Desde el encame, con parsimonia, levanta el hocico al viento y orienta las orejas intentando escudriñar cómo está el campo, si libre o no, de peligros. Toca ponerse en marcha bajo la luz aún incipiente de las estrellas, sin bajar la guardia, pero con la complicidad de la oscuridad y el silencio de la noche.
El rumor del alborozo de una piara le llega lejano, confirmando que el monte sigue en calma. Desafiando las leyes no escritas de la rutina inicia el peregrinar, un día más, otra noche más, en busca de todo aquello que mitigue el hambre o de un festín que casi nunca llega. A ver cómo se da.
El viento arrastra los ladridos cansinos del mastín atado junto a la puerta de la casa, señal de que, hasta los hábitos cotidianos, se mantienen. Todo parece igual que ayer, que las noches anteriores y, sin embargo, confianzas las justas.
La puerta del viejo landrover sonó con el motor en marcha, aunque se fue apagando en la distancia, dejando atrás y encendida, la triste luz de una bombilla –santo y seña de la sencilla casa del guarda– colgada del negro horizonte, como una estrella perdida.
Su vida es puro recelo
Va camino de la baña, buscando el barro que lo arrope del frío y apague el rastro que deja tras de sí. En su deambular voltea algunos cantos intentando rebañar pequeños invertebrados, aperitivo de mejores platos que habrán de llegar, o no.
Alcanzada la baña de la solana rompe la fina escarcha. Se tumba rebozándose hasta conseguir que la arcilla penetre entre las cerdas, cosiéndolas, para protegerse de las bajas temperaturas y de los parásitos que se hospedan en la piel. Entretanto, el hocico no deja de beber en el aire porque su vida es puro recelo.
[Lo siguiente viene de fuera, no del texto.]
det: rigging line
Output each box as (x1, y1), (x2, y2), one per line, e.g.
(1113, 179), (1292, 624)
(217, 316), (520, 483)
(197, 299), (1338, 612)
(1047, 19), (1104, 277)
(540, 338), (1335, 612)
En el viaje se cruza con la piara. Quizás haya buscado el encuentro con la madre de sus hijos, pero mantiene unos metros de distancia con el grupo y pasa de largo de los granos de maíz que provocan la fiesta, la algarabía de los primales en el comedero. Esta vez su rumbo es otro porque la hembra aún no está en celo, se lo dijo el viento.
En lo más alto un lucero reluce
El campo brilla con la helada que impenitente sigue cayendo en una noche de cielo estrellado que pareciera su espejo. En lo más alto un lucero reluce. Sobre el terreno, otro sortea jaras, camino del sustento, blanqueándole por momentos la manta de arcilla que lleva encima. ¡Aprieta el frío en las noches de enero!
Por un sucio lindazo marchaba, casi al filo de la siembra, cuando tuvo noticias del aguardista que andaba tras sus huellas, a quien el aire traicionó y delató a tiempo. Esta vez le acompañó la suerte. Mañana, veremos.
Torció su ruta para alcanzar el mismo destino de las últimas noches y llegar al espolón de monte donde queda la encina con las mejores bellotas de toda la sierra. Se entrega porque está a cubierto. Las fuertes rachas de viento de la mañana dejaron una solera que aprovecha sin prisa. Se siente seguro, dueño y señor del banquete.
El desarrollo trajo al Hombre algunos ‘adelantos’ que logran delatarle
Pero el desarrollo trajo al Hombre algunos ‘adelantos’ que logran delatarle, aún en la espesura de los chaparros y a pesar de estar la noche como ‘boca de lobo’. Desde la calma de un buen apoyo crujió el estallido del disparo rompiendo el silencio…, de madrugada.
Tras la arrancada quebró la carrera desapareciendo como un viejo galeón bajo la tormenta. Entre jaras y brezos quedó, allá, en el fondo del barranco.
En lo alto brilla el lucero, testigo de andanzas y vida que entregó, incansable, un guerrero.